Anyway, in 1046 BC, Jiang Ziya and Wu of the Zhou defeated the Shang army at Muye. With slaves that Di Xin/Zhou had forced into servitude defecting to the Zhou, Shang spearmen refusing to put up their spears and joining the Zhou mid-battle, the Zhou troops being better trained under a better lord and chariot charges disrupting the Shang ranks, Di Xin was defeated, fleeing into his palace where he, in one final act of cowardice, set the entire palace on fire. And new lords, the Zhou, would now rule China.
Zhou serves as a negative example of Confucian principles, which would come about under the Zhou and is the classic bad Chinese king.

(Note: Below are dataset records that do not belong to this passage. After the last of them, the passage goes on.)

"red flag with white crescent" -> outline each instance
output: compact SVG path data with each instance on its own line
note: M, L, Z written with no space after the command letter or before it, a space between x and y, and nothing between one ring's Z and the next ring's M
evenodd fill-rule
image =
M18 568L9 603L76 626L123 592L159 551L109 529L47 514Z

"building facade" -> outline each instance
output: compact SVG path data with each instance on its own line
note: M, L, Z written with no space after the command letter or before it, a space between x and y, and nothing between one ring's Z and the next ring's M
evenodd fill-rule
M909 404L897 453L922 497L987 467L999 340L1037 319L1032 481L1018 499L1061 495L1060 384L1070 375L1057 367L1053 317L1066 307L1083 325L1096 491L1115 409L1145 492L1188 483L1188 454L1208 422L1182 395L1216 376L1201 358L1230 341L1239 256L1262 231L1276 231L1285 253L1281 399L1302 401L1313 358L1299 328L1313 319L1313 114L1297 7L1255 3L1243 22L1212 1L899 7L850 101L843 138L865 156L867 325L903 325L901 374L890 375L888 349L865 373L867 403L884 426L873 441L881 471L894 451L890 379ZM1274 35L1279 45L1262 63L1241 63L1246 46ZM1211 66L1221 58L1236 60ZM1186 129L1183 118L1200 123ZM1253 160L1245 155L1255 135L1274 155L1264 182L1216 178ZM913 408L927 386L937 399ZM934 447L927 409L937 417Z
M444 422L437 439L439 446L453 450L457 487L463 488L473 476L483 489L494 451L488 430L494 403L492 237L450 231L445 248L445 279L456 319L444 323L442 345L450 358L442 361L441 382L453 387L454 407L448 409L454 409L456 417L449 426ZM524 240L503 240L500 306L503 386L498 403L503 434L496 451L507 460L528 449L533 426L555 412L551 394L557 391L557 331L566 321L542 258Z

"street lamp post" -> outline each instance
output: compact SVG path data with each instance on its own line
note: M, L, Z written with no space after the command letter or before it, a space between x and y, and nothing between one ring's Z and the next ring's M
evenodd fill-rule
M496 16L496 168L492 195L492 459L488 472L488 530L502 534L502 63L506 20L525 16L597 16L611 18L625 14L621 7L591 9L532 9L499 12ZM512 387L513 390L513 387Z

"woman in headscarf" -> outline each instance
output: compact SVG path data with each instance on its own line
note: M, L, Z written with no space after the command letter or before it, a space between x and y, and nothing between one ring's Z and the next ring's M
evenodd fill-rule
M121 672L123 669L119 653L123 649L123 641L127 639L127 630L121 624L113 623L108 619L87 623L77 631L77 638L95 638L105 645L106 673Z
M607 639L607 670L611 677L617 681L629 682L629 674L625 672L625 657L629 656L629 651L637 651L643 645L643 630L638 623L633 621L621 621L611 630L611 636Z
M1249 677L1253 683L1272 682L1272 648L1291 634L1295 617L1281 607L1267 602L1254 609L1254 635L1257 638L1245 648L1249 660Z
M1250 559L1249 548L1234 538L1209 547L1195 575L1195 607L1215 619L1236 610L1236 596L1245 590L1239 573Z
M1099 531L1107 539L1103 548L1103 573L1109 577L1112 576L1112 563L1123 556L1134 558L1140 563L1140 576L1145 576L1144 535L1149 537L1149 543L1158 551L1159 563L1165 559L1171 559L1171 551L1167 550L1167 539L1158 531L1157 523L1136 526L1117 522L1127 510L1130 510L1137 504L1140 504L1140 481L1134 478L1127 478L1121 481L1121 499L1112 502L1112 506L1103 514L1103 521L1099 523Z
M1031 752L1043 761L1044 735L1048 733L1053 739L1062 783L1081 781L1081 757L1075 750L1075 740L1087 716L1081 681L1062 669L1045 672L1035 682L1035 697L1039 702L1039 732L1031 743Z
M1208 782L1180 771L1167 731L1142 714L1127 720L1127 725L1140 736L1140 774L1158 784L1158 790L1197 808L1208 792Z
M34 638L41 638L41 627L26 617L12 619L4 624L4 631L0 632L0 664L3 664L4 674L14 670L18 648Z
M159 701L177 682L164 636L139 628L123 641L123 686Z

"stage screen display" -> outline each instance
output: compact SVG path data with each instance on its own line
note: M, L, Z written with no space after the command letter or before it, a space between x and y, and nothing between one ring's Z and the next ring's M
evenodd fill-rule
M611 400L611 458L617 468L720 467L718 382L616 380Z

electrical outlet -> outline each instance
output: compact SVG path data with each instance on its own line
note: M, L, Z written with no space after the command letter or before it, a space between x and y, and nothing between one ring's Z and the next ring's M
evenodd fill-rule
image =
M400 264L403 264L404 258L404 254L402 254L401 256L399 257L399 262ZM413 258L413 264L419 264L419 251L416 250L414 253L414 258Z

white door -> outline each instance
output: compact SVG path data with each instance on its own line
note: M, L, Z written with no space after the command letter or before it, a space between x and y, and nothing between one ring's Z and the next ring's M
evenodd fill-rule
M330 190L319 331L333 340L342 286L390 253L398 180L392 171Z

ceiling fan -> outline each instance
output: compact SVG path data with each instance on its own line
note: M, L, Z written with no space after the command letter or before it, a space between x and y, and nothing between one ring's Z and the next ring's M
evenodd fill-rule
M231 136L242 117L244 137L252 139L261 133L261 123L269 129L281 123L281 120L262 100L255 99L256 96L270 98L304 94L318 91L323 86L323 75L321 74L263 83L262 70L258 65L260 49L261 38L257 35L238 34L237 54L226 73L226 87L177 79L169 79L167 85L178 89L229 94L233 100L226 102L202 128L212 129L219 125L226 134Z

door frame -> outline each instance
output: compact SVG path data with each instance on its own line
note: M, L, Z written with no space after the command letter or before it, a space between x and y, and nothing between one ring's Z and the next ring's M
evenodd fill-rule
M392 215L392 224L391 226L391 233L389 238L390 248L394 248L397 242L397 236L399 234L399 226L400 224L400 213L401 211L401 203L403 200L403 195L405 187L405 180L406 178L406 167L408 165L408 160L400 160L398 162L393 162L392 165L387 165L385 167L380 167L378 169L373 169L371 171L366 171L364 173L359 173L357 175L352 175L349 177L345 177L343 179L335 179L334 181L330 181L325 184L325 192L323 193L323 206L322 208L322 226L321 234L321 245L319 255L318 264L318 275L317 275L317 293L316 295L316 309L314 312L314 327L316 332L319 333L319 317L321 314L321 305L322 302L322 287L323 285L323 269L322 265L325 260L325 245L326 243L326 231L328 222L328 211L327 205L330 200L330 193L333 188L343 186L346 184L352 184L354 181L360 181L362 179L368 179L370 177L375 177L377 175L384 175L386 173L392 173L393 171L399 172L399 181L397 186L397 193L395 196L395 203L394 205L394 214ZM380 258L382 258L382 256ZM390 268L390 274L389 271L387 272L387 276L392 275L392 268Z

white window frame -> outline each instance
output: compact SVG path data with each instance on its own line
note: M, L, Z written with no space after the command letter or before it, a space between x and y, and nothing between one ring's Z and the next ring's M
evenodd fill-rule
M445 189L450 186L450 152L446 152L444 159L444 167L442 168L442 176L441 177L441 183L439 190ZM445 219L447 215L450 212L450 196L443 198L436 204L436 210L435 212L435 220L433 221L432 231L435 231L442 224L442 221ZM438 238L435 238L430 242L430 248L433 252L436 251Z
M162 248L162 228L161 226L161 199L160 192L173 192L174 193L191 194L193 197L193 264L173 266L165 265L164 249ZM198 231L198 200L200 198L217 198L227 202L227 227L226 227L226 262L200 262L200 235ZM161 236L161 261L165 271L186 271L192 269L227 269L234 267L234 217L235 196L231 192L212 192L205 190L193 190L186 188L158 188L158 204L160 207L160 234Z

The Shang were differently cultured from the Chinese that came later, they practiced some forms of ancestor worship and shamanism with sacrifices to both their ancestors and traditional gods like Di, the high god. organised religion was yet to come to China. They were the last dynasty to not involve themselves with the concept of the Mandate of Heaven that defined many later Chinese conflicts.
Ancestor worship was very important though and was a key part of court life for Shang emperors, the emperor would in some cases, even lead the sacrificial rituals, we have records showing Wu Ding did.
As detailed above, the chariot makes its first appearance in China in around 1200 BC, meaning that wars finally had something a bit more than spears and archery. Infantry also had early halberds or ‘dagger-axes’. Bronze was widespread and fine bronze was used for all the weapons, including the chariot wheels. The horse burials and possible horse archery and bow usage indicate some cultural contact with steppe peoples to the west because it is a similar army composition to the traditional setup of those cultures. Certainly the idea of the chariot probably came from that direction to China, the Egyptians had been using it for hundreds of years before.
The common people were mostly an agricultural society with a bit of hunting still apparent in their culture, but very little indication of trade beyond their borders, this would not be a significant part of Chinese culture until the Han.